The German news magazine Der Stern is to publish a range of allegations against a number of European Commission officials Thursday. The Commission is the permanent executive of the European Union. Its members are appointed, not elected.
Faull himself is, with others, alleged to have let EU officials off too lightly after he investigated complaints against them. The allegations follow new suggestions of wrongdoing by a Dutch official, credited with providing the final bits of evidence in a scandal that caused a previous Commission to resign en mass.
Paul van Buitenen, a former budget investigator in the Commission, told Members of the European Parliament that he would go public unless the Commission responded to a 235-page dossier of allegations he says he submitted last August to Neil Kinnock, the commissioner in charge of personnel issues.
The Commission has now set up a fraud inquiry.
Documents provided to the European Parliament in 1999 forced the mass resignation of the then Commission after a special committee supported a number of fraud allegations first aired in the media.
When Kinnock was appointed to the new Commission he promised root and branch reform and a new EU anti-fraud office was set up. But Euro MPs now say the Commission has reverted to its old form.
British Conservative Timothy Kirkhope told United Press International Wednesday that he and other parliamentarians were "fed up with the inability of the European Commission to clean up its act.

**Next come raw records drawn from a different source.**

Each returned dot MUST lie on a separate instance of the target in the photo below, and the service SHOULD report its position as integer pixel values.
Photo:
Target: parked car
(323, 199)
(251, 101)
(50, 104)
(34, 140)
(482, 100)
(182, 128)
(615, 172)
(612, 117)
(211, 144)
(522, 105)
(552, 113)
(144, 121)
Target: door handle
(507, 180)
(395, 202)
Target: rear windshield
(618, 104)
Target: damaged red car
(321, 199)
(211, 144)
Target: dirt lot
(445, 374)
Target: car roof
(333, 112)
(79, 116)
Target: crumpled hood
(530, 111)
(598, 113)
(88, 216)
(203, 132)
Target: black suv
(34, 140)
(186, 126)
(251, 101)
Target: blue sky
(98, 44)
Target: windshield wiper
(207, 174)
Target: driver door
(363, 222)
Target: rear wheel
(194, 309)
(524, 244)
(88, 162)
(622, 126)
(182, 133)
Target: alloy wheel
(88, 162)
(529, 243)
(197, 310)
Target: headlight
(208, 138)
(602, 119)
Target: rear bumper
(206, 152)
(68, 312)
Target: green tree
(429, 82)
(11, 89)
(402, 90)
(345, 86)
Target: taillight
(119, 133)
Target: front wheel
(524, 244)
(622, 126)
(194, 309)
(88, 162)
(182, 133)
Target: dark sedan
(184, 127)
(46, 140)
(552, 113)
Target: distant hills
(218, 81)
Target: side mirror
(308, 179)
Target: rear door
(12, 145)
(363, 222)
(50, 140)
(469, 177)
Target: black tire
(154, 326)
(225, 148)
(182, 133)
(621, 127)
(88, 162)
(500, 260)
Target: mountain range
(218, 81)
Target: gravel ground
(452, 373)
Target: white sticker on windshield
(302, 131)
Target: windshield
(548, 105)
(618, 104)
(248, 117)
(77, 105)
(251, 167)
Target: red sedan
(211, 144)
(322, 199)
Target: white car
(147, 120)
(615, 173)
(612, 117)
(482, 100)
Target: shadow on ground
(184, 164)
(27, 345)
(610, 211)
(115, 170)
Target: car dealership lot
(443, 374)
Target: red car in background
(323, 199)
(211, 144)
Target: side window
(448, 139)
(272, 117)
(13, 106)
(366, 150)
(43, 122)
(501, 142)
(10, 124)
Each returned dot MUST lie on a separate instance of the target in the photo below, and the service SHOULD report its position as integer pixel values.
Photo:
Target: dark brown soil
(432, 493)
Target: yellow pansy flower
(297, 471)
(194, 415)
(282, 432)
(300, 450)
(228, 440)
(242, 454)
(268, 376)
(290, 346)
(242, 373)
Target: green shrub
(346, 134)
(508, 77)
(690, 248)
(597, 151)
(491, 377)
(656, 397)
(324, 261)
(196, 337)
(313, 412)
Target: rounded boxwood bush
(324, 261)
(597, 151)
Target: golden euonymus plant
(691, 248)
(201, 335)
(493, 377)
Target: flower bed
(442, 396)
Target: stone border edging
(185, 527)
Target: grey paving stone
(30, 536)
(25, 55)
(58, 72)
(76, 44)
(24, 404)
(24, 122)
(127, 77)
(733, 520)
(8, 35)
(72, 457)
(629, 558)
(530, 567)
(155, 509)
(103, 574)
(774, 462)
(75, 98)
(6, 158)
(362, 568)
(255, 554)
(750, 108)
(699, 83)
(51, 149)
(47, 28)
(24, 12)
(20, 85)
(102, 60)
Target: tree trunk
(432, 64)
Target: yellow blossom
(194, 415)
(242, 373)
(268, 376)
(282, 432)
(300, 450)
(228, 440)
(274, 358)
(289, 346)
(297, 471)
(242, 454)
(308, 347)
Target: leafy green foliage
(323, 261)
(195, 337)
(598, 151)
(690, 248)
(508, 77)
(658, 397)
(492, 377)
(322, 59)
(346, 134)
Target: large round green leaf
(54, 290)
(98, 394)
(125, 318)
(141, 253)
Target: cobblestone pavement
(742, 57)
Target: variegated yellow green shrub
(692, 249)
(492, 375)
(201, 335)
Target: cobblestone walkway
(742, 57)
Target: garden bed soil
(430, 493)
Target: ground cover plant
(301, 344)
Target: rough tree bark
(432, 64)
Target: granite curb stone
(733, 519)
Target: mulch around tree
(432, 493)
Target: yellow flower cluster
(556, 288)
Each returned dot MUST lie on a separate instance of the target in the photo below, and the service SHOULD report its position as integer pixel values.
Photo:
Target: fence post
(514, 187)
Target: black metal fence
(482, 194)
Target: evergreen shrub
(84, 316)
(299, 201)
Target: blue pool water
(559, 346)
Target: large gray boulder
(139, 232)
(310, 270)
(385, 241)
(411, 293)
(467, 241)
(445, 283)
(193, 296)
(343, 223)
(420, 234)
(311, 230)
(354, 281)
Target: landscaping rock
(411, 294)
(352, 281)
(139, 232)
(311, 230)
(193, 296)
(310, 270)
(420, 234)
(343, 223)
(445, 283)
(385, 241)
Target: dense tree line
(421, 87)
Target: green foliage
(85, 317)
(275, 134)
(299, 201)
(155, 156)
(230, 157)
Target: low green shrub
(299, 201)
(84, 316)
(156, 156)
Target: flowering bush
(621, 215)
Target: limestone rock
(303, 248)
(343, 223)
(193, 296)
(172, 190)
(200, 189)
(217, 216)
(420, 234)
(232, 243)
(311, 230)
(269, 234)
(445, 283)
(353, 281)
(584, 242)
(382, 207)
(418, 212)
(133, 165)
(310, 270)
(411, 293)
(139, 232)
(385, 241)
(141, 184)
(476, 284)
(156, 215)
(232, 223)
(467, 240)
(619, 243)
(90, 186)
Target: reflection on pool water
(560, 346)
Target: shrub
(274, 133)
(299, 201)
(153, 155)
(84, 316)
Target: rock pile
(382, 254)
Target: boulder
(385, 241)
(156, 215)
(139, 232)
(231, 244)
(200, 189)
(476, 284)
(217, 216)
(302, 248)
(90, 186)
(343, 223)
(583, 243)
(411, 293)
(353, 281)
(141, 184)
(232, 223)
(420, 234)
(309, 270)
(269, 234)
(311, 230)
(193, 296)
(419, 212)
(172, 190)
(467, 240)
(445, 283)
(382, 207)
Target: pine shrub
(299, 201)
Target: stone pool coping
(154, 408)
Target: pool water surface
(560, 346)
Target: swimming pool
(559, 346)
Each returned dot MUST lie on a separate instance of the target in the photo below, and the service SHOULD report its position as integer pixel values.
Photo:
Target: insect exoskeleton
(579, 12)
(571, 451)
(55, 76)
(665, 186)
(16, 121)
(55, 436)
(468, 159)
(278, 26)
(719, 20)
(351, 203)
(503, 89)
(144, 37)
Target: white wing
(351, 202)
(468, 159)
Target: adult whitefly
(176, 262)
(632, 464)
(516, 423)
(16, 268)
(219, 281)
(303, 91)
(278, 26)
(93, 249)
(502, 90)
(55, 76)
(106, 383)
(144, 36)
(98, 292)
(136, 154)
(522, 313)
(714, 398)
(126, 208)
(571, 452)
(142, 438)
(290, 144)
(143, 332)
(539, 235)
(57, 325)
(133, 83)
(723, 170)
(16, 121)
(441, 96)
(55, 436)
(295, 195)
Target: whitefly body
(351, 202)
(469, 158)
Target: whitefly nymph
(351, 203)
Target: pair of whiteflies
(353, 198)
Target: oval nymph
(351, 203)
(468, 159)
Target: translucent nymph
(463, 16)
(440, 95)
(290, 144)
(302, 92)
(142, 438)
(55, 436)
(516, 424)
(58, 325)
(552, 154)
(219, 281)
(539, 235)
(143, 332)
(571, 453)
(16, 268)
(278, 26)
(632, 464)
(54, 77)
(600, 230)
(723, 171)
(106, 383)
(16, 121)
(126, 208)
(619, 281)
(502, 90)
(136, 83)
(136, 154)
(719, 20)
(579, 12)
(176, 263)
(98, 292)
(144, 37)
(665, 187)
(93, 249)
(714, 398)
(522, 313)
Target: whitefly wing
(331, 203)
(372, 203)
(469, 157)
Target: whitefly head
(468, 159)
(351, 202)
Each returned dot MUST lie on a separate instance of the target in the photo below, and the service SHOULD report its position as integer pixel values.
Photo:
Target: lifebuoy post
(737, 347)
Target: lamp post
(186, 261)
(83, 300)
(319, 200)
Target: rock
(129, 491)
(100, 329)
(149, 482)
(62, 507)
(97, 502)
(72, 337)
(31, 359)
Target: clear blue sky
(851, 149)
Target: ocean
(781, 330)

We want to see these latest allegations thoroughly investigated in an open and transparent way. "
Chris Heaton Harris, the MEP responsible for overseeing the Commission's anti-fraud office told UPI that the department had in the past been too soft on fraud allegations.
He added that the new office has dealt with 92 cases of alleged fraud where "there was evidence of criminal activity" but has pursued a prosecution in only two cases.